Growing Body of Research on Sexual Violence and Heart Health
These latest findings linking sexual harassment and assault to hypertension risk are consistent with an emerging body of research underscoring how toxic these experiences of sexual violence can be for women’s cardiovascular health, Thurston says. A study published in Social Science and Medicine, for example, examined the link between high blood pressure and a range of potential risk factors, including sexual harassment, racial discrimination, workplace abuse, and occupational exposure to toxic pollutants. Only sexual harassment was associated with elevated blood pressure, this study found. Another study, published in JAMA Internal Medicine, examined blood pressure levels among women who were nonsmokers without any history of heart disease. Overall, 19 percent of the women had a history of workplace sexual harassment and 22 percent had experienced sexual assault, this study found.
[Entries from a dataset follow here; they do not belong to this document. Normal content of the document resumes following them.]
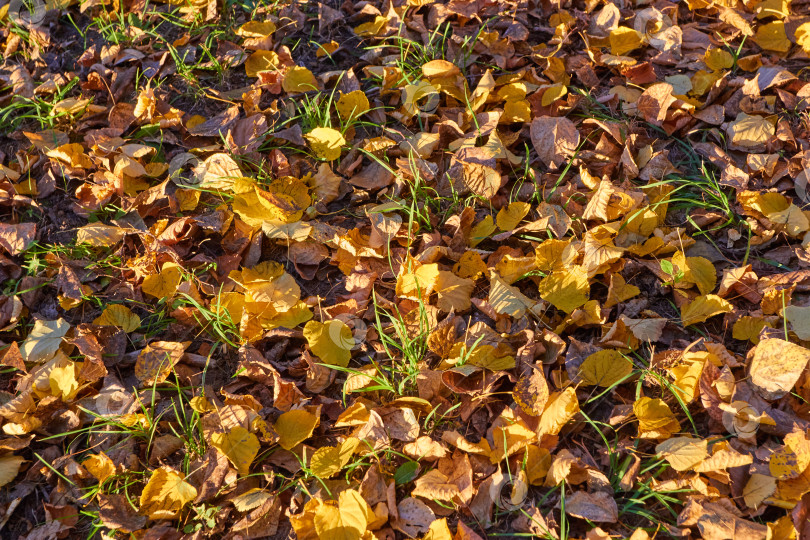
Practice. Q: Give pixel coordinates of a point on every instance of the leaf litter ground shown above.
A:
(408, 269)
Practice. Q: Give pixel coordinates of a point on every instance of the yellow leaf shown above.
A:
(791, 460)
(453, 292)
(166, 493)
(156, 360)
(299, 79)
(772, 37)
(100, 466)
(440, 68)
(9, 467)
(538, 462)
(623, 40)
(704, 307)
(655, 419)
(509, 216)
(326, 143)
(470, 266)
(329, 460)
(802, 35)
(605, 368)
(507, 300)
(419, 283)
(119, 315)
(566, 289)
(99, 235)
(352, 105)
(776, 366)
(239, 445)
(63, 381)
(553, 93)
(758, 488)
(261, 61)
(331, 341)
(561, 407)
(481, 231)
(165, 283)
(256, 29)
(345, 520)
(683, 453)
(294, 427)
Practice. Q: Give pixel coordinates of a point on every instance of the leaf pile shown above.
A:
(405, 269)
Women with a history of sexual harassment were more than twice as likely to develop hypertension.
Despite Some Limitations, Studies Underscore Consequences of Sexual Trauma
One limitation of the new study is that researchers lacked data on the timing or severity of any sexual trauma incidents, which might have influenced their health. Another drawback was that participants were all part of the Nurses Health Study II, a population of predominantly white, well-educated, and well-paid women whose health outcomes might not be representative of the broader population. Even so, the results underscore the potential for sexual trauma to have lasting implications for heart health, says the lead study author, Rebecca Lawn, PhD, an epidemiologist at the Harvard T.H. Chan School of Public Health in Boston. There are many possible explanations for this connection, Dr. Lawn says. A trauma may directly lead to hypertension because it can send the body’s sympathetic nervous system into overdrive, triggering a fight-or-flight response that leads to an elevated heart rate and higher blood pressure over time. Beyond this, traumatic experiences can impact heart health indirectly by making people more likely to take up or continue behaviors, such as smoking, that increase the risk of hypertension, Lawn adds. “Preventing sexual violence against women, which is important in its own right, may also reduce some of the burden of hypertension in women and benefit their long-term cardiovascular health,” Lawn says.